Chi era Anna Frank, vittima-simbolo della Shoah.

Corriere della Sera
Negli anni 30 la sua famiglia lascia la Germania per sfuggire al nazismo e si trasferisce in Olanda. Costretta a vivere nascosta, scriverà un diario poi reso pubblico (e celebre) dal padre, dopo la morte della figlia nel 1945 in campo di concentramento.

Nata in Germania, a Francoforte sul Meno, il 12 giugno 1929, la ragazzina ebrea Anna Frank (il nome tedesco era Anne) è divenuta il simbolo delle vittime innocenti della Shoah. Negli anni Trenta la sua famiglia è costretta a lasciare la Germania per sfuggire alle persecuzioni del nazismo e il padre Otto avvia un’attività imprenditoriale in Olanda, ad Amsterdam. Non riescono invece i suoi tentativi di emigrare in Gran Bretagna o in America.

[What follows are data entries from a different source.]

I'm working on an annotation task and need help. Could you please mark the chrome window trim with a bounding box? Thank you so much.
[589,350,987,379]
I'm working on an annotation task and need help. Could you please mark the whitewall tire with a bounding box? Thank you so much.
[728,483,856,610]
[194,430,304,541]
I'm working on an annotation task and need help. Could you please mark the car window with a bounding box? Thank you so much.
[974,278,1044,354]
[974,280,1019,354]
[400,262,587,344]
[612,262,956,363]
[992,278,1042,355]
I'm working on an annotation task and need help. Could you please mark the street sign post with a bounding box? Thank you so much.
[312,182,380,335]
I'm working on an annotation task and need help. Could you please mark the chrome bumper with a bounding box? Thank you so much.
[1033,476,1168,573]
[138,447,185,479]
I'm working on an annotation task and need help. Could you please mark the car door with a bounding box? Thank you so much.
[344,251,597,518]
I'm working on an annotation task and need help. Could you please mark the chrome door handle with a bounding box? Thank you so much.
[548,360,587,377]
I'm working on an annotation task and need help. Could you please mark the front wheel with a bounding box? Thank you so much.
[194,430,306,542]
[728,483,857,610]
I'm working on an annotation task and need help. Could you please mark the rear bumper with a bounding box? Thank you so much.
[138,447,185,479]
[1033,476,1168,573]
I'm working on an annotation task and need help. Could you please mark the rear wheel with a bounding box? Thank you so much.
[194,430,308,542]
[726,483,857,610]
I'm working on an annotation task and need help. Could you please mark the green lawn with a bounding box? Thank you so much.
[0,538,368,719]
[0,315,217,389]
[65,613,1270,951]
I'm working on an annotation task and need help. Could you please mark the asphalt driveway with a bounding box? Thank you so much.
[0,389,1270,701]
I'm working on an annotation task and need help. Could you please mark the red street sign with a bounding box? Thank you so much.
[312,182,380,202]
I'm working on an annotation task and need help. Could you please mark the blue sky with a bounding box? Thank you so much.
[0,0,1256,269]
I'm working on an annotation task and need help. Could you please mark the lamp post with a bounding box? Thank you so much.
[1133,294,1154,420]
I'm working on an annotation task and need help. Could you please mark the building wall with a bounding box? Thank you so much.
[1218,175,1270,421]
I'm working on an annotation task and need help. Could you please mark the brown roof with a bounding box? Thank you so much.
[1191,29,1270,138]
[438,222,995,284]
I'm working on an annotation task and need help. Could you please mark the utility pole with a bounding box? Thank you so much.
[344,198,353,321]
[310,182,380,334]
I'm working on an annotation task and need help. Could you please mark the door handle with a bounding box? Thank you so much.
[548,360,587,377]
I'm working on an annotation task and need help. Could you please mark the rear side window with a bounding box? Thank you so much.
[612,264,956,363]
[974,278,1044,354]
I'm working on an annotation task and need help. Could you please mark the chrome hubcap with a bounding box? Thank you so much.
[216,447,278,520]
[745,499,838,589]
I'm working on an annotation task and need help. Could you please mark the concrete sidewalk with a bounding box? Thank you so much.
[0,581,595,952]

Nel 1940 il Terzo Reich invade l’Olanda e sotto l’occupazione tedesca la condizione degli ebrei diventa difficilissima. Il 6 luglio 1942 Anna e i suoi cari entrano in clandestinità. Lei, i genitori e la sorella Margot, con la famiglia di un dipendente del padre, anch’egli ebreo, si nascondono in un alloggio segreto ricavato nel retro dei locali che ospitano la ditta di Otto Frank.

La giovanissima Anna, costretta a vivere rinchiusa, trova conforto tenendo un diario. Per due anni parla di sé, racconta i suoi turbamenti, scrive brevi racconti. A un certo punto comincia una nuova stesura in vista di una possibile pubblicazione dopo la guerra. Ma il 4 agosto 1944 i clandestini vengono scoperti e arrestati dai nazisti. Deportata nei lager di Auschwitz e poi di Bergen Belsen, Anna muore di tifo nel marzo 1945.

Il padre Otto, unico sopravvissuto della famiglia, recupera il diario di Anna, trovato in un nascondiglio, e ne pubblica una prima versione, con modifiche e cancellature, nel 1947. Il testo colpisce i lettori e ha un successo mondiale. Seguiranno molte ristampe e adattamenti. Solo nel 1986 uscirà l’edizione critica di tutti gli scritti della ragazza.